Rachel Brumfield can be seen racing anything from the Resolution Run to Eleven Miles to Paradise, but also likes to explore and spends time in the mountains during the summer. You can follow her adventures on instagram @rachbrums. As a 2017/2018 RErun she tested the Orb recovery tool and gave us her thoughts.
As someone who has just recently begun using a foam roller, I was a little skeptical of what added value the Orb would bring. But, I’m lucky I was testing the Orb this month – because it really came in handy.
I’ve embarked on the Runner’s World Run Streak – running at least one mile per day from Thanksgiving to Christmas. Sounds simple, right? But I never took into account how I bank on that day or two off each week. Whether it’s a schedule that’s filling too fast or weary legs – I’ve found the streak to be just what it’s intended to be: a little holiday-themed challenge.
One day early on, I was coming off a few harder days of running and my hamstrings had really locked up. Every step was painful, but I could tell it was just a hamstring that refused to turn off. I was ready to give the hammy a rest, but could not give up the streak (especially since I’d committed to do it with a few friends!). Foam rolling wasn’t cutting it, so I tested the powers of the Orb.
And, it actually worked! I sat on a chair, using the Orb as I often do a lacrosse ball: placing the ball under a tight spot on my hamstring and slowly raising and straightening, then bending my leg. Every minute or so, I moved the ball to another spot on the tight part of my hamstring. Then I rolled along the entire muscle, pausing on spots that still felt tight. After about 20 minutes, the muscle was loose enough to run a mile without pain.
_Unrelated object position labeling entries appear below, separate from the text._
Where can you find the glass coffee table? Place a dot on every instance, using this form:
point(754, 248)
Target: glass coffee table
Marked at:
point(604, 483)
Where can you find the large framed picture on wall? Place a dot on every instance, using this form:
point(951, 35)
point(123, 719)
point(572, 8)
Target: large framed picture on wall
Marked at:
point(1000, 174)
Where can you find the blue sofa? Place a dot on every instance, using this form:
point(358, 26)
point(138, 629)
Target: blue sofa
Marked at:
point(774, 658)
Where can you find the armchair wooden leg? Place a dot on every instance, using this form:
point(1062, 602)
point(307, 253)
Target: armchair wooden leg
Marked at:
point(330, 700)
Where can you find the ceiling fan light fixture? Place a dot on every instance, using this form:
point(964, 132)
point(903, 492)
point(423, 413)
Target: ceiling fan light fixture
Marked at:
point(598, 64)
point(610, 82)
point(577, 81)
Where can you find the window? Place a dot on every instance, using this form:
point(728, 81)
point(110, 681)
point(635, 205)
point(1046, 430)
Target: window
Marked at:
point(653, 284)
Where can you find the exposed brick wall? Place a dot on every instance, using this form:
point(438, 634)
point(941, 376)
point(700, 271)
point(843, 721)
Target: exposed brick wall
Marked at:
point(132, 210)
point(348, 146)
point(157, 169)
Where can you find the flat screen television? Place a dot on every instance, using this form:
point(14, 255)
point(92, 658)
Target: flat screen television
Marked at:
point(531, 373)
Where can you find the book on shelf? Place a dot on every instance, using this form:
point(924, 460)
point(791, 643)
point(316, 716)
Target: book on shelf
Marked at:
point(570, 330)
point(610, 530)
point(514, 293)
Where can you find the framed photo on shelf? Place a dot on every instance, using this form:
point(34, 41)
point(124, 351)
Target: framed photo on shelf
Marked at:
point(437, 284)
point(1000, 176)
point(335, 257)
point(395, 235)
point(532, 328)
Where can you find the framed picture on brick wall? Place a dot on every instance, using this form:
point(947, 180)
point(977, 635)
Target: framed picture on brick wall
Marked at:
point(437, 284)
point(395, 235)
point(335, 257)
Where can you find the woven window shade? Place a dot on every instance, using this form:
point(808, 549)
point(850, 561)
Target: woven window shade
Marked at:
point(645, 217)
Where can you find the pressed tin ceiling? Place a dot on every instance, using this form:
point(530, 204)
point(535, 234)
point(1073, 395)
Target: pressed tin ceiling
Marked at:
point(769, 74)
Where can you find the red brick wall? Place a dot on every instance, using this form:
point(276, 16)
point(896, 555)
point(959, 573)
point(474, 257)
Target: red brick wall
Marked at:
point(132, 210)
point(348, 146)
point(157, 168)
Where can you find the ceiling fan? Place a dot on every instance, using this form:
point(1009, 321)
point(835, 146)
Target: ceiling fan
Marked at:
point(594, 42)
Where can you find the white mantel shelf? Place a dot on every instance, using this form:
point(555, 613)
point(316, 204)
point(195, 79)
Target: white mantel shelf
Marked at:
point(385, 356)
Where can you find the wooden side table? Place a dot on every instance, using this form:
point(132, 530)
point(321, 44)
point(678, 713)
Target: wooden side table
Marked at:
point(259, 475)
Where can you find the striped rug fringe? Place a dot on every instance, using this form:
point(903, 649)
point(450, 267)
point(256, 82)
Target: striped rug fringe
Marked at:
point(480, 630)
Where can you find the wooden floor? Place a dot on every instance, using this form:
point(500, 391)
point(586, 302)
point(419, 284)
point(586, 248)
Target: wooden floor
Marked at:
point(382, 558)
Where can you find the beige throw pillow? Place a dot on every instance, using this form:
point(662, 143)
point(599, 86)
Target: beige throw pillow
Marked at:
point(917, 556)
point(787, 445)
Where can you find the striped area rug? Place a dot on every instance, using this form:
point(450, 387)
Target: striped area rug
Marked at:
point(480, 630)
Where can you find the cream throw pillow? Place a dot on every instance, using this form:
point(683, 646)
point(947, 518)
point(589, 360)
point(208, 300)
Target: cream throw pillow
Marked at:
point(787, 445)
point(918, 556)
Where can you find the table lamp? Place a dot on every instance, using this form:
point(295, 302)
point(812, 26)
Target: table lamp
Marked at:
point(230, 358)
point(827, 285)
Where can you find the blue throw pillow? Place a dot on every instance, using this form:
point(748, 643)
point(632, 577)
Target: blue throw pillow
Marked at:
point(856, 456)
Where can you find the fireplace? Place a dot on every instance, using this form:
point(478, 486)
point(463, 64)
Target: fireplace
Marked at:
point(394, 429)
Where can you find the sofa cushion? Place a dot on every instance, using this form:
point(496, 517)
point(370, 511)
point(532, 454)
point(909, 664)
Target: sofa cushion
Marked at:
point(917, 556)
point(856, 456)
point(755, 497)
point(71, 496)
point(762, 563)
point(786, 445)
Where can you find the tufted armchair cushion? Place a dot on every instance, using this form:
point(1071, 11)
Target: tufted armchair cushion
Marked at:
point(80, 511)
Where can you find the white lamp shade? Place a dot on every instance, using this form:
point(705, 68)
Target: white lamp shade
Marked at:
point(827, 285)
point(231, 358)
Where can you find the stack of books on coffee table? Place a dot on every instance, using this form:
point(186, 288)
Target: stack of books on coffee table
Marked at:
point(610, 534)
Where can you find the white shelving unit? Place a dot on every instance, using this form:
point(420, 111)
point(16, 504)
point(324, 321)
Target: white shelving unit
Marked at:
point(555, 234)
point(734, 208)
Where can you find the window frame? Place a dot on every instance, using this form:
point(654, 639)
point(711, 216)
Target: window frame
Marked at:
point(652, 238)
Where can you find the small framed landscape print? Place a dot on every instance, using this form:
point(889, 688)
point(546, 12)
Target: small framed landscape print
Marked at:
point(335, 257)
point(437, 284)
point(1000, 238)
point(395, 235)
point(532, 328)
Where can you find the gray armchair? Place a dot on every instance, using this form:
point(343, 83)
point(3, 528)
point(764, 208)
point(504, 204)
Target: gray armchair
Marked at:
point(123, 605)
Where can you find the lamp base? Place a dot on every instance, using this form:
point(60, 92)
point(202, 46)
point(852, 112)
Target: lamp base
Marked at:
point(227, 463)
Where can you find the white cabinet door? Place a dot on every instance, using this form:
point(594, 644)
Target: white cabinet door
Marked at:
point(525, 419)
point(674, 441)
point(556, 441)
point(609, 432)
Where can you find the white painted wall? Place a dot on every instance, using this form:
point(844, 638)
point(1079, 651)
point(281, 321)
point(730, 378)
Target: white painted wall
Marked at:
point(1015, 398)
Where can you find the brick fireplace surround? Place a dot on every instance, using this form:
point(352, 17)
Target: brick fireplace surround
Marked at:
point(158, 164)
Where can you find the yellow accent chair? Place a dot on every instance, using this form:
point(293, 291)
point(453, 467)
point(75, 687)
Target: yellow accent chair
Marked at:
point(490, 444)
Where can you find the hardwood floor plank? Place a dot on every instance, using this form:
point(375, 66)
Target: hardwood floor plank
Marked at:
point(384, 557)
With that uplifting anecdote in mind, you may be wondering what is the Orb and what makes it so different from a foam roller? “I foam roll all the time,” you might say – “Why would I need a little massage ball?” Here’s what I know:
How is the Orb different from a foam roller?
For starters, it’s a ball. It’s about 4.5 inches in diameter and covered in a bumpy texture. Made out of a dense foam, it’s firm but has just enough give to keep the pain level to a “good hurt.” I’d say it’s more intense than a foam roller, as the pressure is centralized rather than spread out over a larger area.
It differs from a lacrosse or tennis ball in that it’s slightly larger and is less painful to roll across very tight/angry muscles. Similar to a foam roller, it provides necessary myofascial release – but the Orb allows for multi-directional rolling. (With a foam roller you have to re-position the roller and your body. With the Orb, you can simply roll over to a new spot).
What are the Orb’s special powers?
The Orb sounds to me like some sort of powerful weapon out of a sci-fi movie, not a running tool. And for runners, it kind of is a powerful weapon against tricky tight muscles.
One of my favorite features is that it’s very packable. While a foam roller is hard to stick in the corner of a bag, the Orb tucks easily into a carry-on or the bottom of a gym bag.
Also, it’s really great for getting those tricky problem spots – namely the IT band, hamstrings, calves and quads. I use it on my hamstrings and calves frequently with consistent success.
Is it worth it?
A month ago I would have told you no, just stick with the foam roller you already have. But since the hamstring incident, I definitely see an added benefit. Plus, it’s very reasonably priced – about $25 for the “extreme” model – so it’s worth it even if just as a travel-sized option for the new year.